Recently I was thinking about how to spin a Black Welsh Mountain fleece I have washed. I envisioned a fat fluffy yarn, which I would knit to felt into a bag. There are several immediately concerns about that project, so I asked my questions to Tech spin. First, how to get a fluffy yarn. I thought and even tried spinning long draw from a drum carded fiber. I was not having any luck, I could not draft the fiber that way. Was it because I just can not do long draw? Was it that the fibers were too long? Was my prep not right for long draw? These are questions I asked the group. The second concern was of my own. I was not sure I really wanted fat fluffy yarns to try and felt. But that I knew I would have to swatch to find out.
The group responded with several ideas about long draw. Then Elaine posted a great explanation that, if I really wanted lighter fluffy yarn, I needed 3 or 4 plies, not two.
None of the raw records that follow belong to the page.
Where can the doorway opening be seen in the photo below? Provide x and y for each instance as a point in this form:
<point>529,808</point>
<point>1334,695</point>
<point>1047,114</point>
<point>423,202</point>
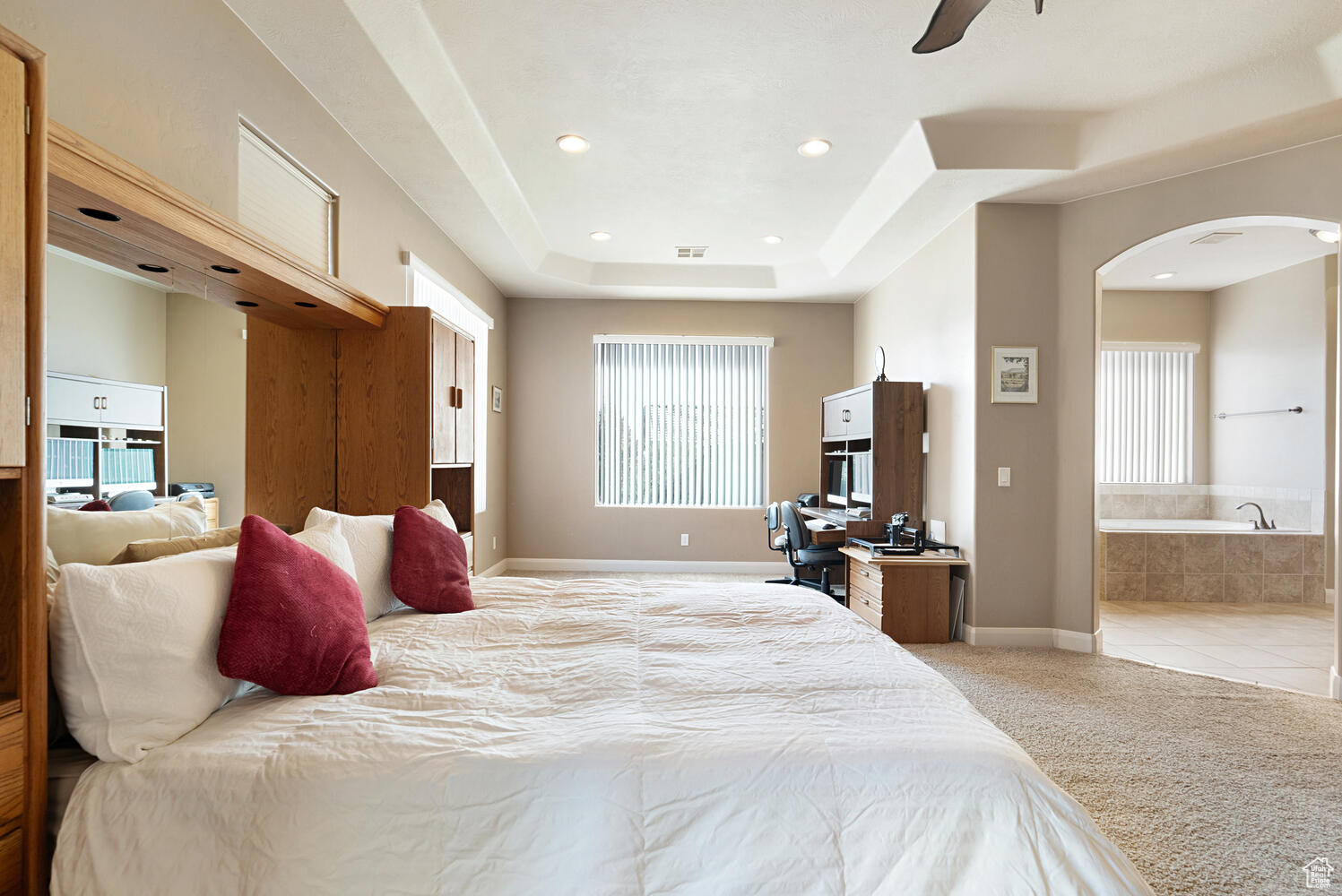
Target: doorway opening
<point>1216,451</point>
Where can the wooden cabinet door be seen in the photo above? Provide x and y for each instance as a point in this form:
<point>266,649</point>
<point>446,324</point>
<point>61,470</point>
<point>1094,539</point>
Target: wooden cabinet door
<point>13,266</point>
<point>442,399</point>
<point>466,400</point>
<point>834,418</point>
<point>132,407</point>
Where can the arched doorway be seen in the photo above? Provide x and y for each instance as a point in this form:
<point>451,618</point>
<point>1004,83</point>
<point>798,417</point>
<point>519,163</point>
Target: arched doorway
<point>1217,314</point>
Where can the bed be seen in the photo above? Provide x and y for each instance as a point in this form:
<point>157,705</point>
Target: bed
<point>597,737</point>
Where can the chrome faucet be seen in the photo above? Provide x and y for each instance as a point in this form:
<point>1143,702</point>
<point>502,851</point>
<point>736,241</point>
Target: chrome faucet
<point>1256,523</point>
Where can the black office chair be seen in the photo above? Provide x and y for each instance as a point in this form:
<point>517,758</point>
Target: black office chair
<point>134,499</point>
<point>774,518</point>
<point>801,555</point>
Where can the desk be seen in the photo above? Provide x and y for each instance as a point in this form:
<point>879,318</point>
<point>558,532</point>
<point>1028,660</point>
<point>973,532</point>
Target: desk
<point>818,517</point>
<point>905,597</point>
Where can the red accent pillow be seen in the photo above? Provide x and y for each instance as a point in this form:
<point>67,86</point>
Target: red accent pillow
<point>296,620</point>
<point>429,564</point>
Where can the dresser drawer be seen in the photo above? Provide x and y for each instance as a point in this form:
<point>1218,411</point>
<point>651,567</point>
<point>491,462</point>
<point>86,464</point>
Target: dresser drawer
<point>11,769</point>
<point>866,607</point>
<point>867,574</point>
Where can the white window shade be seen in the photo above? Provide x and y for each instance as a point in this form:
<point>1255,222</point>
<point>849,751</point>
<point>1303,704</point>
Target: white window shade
<point>431,290</point>
<point>682,421</point>
<point>1145,415</point>
<point>282,202</point>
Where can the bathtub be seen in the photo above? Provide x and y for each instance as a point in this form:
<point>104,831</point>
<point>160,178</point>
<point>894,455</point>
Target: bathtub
<point>1176,526</point>
<point>1208,560</point>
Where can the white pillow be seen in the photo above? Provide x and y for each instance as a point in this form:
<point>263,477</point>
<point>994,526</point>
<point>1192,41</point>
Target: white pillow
<point>370,544</point>
<point>133,647</point>
<point>96,537</point>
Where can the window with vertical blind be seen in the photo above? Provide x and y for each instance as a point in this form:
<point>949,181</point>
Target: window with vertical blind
<point>283,202</point>
<point>680,421</point>
<point>1145,413</point>
<point>429,289</point>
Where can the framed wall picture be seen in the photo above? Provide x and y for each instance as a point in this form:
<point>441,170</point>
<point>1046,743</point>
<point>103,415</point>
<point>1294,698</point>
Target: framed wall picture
<point>1015,375</point>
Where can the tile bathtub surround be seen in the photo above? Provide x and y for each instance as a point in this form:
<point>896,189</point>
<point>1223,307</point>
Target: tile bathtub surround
<point>1251,567</point>
<point>1288,507</point>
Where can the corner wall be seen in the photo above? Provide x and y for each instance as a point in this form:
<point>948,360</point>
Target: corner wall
<point>1094,231</point>
<point>923,317</point>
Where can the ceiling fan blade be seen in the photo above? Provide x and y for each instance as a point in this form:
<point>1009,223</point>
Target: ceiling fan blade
<point>949,23</point>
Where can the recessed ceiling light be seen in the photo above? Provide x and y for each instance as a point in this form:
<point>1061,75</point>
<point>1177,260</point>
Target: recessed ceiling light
<point>573,143</point>
<point>815,148</point>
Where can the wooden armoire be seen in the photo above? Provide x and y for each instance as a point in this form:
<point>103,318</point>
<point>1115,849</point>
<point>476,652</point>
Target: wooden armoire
<point>23,602</point>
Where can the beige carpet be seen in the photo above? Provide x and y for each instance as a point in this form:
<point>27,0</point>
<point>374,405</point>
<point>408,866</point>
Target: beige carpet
<point>1209,786</point>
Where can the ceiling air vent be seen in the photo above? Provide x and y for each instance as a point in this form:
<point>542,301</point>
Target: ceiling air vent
<point>1212,239</point>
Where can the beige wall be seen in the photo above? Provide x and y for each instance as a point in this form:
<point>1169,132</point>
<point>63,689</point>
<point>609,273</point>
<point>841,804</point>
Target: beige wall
<point>207,399</point>
<point>1171,317</point>
<point>104,325</point>
<point>552,488</point>
<point>1269,351</point>
<point>165,94</point>
<point>1016,269</point>
<point>923,317</point>
<point>1093,232</point>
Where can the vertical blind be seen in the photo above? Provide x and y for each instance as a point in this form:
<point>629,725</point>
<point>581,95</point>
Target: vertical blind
<point>429,290</point>
<point>680,421</point>
<point>282,202</point>
<point>1145,416</point>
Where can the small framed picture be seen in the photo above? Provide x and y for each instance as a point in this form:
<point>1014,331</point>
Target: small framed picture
<point>1015,375</point>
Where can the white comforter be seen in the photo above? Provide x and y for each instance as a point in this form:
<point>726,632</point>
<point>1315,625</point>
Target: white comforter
<point>597,737</point>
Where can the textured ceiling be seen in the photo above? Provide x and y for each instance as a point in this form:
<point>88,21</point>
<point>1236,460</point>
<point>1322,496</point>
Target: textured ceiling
<point>1203,267</point>
<point>694,110</point>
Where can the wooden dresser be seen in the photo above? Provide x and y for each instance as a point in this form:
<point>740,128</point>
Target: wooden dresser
<point>905,597</point>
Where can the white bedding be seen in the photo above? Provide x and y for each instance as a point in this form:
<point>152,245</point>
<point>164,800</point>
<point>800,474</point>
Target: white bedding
<point>597,737</point>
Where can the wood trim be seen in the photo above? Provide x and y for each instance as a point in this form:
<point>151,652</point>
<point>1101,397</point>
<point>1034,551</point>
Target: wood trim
<point>172,224</point>
<point>34,618</point>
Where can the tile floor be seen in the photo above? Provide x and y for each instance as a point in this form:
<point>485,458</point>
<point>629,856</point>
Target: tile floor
<point>1285,645</point>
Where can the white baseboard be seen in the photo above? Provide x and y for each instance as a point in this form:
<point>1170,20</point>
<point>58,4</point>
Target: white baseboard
<point>550,564</point>
<point>494,570</point>
<point>1063,639</point>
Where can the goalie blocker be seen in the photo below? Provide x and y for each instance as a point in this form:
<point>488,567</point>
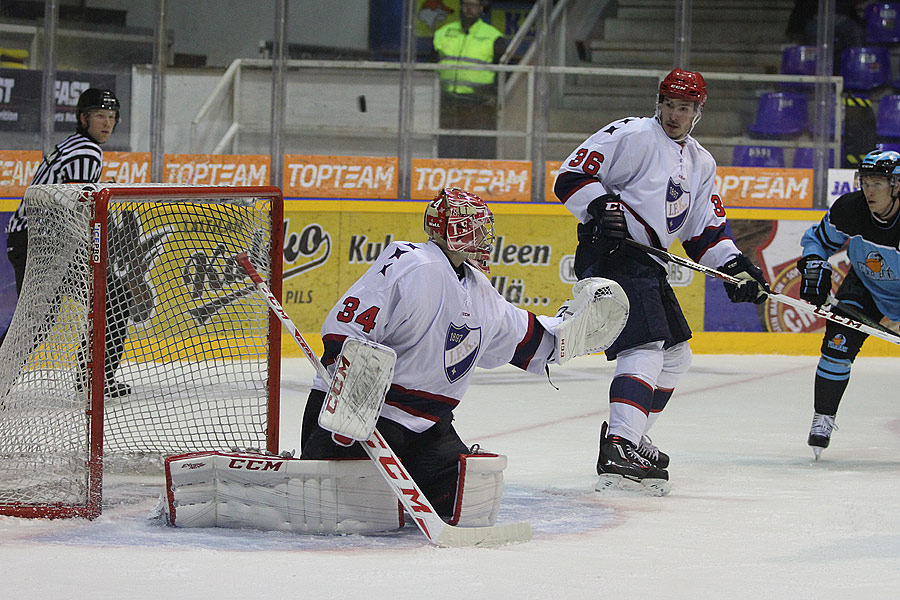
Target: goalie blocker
<point>277,493</point>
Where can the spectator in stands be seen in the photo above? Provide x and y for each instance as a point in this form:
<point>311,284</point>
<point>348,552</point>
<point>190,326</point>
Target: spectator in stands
<point>468,97</point>
<point>849,27</point>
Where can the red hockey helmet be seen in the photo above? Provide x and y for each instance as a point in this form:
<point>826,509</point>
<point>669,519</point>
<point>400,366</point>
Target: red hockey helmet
<point>684,85</point>
<point>462,222</point>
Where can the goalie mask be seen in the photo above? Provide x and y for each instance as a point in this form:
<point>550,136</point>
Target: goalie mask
<point>462,222</point>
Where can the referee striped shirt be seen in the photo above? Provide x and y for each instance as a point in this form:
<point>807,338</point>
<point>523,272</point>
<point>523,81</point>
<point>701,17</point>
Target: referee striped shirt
<point>76,159</point>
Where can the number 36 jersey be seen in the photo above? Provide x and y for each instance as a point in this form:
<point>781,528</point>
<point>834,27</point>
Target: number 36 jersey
<point>440,325</point>
<point>667,188</point>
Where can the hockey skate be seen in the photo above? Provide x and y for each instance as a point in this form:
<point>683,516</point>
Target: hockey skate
<point>654,455</point>
<point>621,467</point>
<point>820,432</point>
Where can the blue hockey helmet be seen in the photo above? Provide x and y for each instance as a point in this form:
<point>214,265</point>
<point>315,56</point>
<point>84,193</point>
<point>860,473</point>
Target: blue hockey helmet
<point>880,163</point>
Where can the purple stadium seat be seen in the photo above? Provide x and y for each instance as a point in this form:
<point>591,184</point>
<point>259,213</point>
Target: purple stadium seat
<point>758,156</point>
<point>865,67</point>
<point>781,113</point>
<point>883,23</point>
<point>888,119</point>
<point>804,158</point>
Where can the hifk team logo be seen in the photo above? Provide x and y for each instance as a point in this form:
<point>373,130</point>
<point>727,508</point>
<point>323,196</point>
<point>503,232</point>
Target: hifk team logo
<point>874,267</point>
<point>838,342</point>
<point>677,202</point>
<point>460,350</point>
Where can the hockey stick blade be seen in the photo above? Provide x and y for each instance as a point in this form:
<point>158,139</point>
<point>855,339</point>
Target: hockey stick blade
<point>388,464</point>
<point>794,302</point>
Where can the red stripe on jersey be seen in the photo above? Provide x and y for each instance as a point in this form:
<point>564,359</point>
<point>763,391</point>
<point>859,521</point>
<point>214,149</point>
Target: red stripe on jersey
<point>629,403</point>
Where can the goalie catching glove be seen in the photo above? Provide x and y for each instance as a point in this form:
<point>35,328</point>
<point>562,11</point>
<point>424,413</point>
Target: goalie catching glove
<point>753,288</point>
<point>593,320</point>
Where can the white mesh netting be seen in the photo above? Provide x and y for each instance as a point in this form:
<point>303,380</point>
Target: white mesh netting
<point>187,342</point>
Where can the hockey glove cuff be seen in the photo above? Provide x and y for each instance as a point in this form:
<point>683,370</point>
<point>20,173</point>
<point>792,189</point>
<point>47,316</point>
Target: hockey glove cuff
<point>815,282</point>
<point>608,220</point>
<point>753,288</point>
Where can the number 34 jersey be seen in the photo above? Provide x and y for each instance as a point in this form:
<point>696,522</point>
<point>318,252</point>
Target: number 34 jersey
<point>668,188</point>
<point>440,325</point>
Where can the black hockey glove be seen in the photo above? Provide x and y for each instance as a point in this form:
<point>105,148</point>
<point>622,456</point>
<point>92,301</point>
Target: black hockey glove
<point>609,223</point>
<point>754,287</point>
<point>816,279</point>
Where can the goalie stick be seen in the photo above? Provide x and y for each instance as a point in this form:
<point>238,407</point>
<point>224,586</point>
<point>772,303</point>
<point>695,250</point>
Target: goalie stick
<point>794,302</point>
<point>388,464</point>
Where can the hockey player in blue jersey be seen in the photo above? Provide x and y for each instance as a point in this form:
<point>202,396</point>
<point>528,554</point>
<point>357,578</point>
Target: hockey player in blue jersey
<point>867,222</point>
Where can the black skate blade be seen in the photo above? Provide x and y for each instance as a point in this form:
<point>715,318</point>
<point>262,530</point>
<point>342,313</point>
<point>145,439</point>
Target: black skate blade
<point>615,484</point>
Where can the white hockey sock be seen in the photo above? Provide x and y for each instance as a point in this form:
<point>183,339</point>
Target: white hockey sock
<point>651,419</point>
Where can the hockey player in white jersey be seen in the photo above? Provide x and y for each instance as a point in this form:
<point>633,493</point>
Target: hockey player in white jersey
<point>647,179</point>
<point>433,305</point>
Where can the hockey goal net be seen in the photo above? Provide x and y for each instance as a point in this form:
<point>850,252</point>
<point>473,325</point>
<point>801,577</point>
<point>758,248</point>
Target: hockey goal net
<point>136,336</point>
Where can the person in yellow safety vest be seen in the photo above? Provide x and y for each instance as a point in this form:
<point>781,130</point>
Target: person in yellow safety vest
<point>468,97</point>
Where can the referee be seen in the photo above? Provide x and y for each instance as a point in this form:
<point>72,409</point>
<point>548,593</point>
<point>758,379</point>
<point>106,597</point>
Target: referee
<point>79,159</point>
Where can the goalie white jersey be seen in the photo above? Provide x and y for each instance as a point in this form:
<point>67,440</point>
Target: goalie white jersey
<point>668,188</point>
<point>441,327</point>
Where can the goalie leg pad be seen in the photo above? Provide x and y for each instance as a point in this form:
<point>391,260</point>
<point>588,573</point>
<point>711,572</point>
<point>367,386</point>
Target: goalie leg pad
<point>479,489</point>
<point>271,493</point>
<point>592,320</point>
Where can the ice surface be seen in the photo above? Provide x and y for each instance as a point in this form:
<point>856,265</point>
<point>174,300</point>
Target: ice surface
<point>750,515</point>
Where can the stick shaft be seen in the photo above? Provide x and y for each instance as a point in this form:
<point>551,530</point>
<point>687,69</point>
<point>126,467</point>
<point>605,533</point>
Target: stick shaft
<point>244,261</point>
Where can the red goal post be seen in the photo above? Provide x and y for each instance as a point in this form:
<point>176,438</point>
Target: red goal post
<point>136,336</point>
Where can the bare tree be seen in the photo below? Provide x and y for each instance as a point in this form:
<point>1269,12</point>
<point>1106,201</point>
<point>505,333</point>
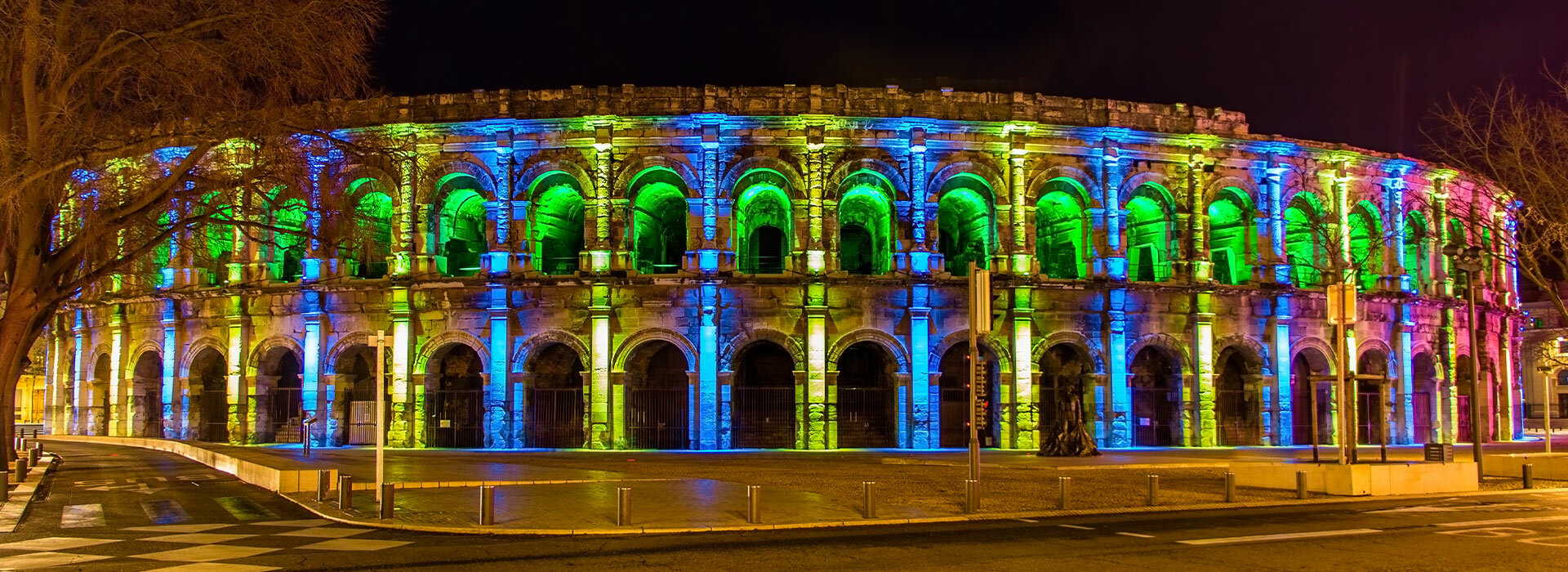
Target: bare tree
<point>131,124</point>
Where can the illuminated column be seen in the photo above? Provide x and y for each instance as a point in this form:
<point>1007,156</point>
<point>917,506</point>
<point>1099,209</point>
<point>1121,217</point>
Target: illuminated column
<point>707,418</point>
<point>821,414</point>
<point>172,350</point>
<point>1120,406</point>
<point>1203,369</point>
<point>922,425</point>
<point>1026,408</point>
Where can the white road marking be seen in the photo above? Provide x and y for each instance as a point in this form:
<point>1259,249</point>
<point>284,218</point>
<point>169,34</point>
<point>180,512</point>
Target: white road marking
<point>82,516</point>
<point>1286,536</point>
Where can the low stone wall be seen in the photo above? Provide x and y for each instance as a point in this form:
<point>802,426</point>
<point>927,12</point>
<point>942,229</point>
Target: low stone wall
<point>270,478</point>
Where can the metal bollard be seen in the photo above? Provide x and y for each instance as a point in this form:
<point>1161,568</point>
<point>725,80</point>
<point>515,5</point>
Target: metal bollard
<point>487,505</point>
<point>386,500</point>
<point>755,503</point>
<point>971,495</point>
<point>323,485</point>
<point>345,493</point>
<point>623,507</point>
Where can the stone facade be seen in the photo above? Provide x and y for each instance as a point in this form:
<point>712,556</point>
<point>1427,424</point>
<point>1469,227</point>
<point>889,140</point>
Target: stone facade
<point>783,266</point>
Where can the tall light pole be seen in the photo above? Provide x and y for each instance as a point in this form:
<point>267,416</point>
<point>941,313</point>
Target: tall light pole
<point>1468,259</point>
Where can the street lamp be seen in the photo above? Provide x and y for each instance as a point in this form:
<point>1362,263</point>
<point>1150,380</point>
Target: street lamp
<point>1468,259</point>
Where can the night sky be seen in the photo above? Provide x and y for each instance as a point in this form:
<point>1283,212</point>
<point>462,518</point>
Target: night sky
<point>1361,73</point>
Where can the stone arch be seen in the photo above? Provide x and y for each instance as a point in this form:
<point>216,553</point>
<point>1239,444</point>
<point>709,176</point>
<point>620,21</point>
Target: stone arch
<point>875,336</point>
<point>635,167</point>
<point>760,334</point>
<point>985,172</point>
<point>797,185</point>
<point>653,334</point>
<point>1071,337</point>
<point>540,341</point>
<point>894,177</point>
<point>195,350</point>
<point>449,337</point>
I will not quote Elaine here, instead try and write what I learned from her post. If a 2 ply yarn needs a certain number of twists per inch (say 12) each single will need 6 twists per inch. But suppose I made the yarn a 3 ply, then each single would only need 4 twists per inch. And less twists per inch means the yarn can have more open space, for more loft, which means a fluffier yarn.
This was a real AHA moment for me and a few others that post to that group. Elaine also suggested that this concept is useful when working with the coarse longwools. The longwools when tightly spun tend to resist the twist, making the wool harsh and dense. Lessen the number of twists per inch and increasing the plies can make a more pliant yarn. Not necessarily softer, but more workable.
She gave us a rainy day project of trying this with two different yarns in our stash, like a merino and a longwool. Spin each the four possible ways, thin and very little twist, thick and very little twist, thin and lots of twist and thick and lots of twist. Make samples of 2, 3 and 4 plies. Set the yarn and then knit a swatch.
Oh course this is just the type of project I love. This was my second AHA moment about just why spinning has become an addictive hobby for me. It's not at all just about making yarn to knit a sweater. It's the fact that from raw fleece to finished sweater, there are about a million possibilities. And each difference is not really a failure, it usually becomes a design element.
So now I understand why I have many unfinished projects. Once I get past the learning of how to wash a particular fleece to give it it's best attributes, I stop washing the fleece. And once I have messed around with the different processing ideas for that fleece (drum card, hand card, dog combed locks, small hand combs, big hand combs) and found the processing that gives the best spinning fiber, I stop processing. I seem to have stopped here though in this trend. Once I sit down to spin a yarn, I pretty much have always spun the same type of yarn, a consistent 15-18 WPI 2 ply. The only time I have actually just played with spinning is when I was working through different fibers for the rare breed study. Or if I am involved in an exchange, where I try a fiber or technique (like spinning froghair-spinning as fine as I could).
Now that Elaine has just invaded my spinning with challenges I will never get a full skein of yarn spun again. I think I am really excited about that!
I am not sure having discovered just why spinning is so addictive for me will make it any easier to explain to non spinning folks. But it helps explain to myself the appeal of yet another raw fleece, when I already have a fleece mountain in the spare bedroom. I am not just buying greasy wool, but the possibility of hours of learning and fun.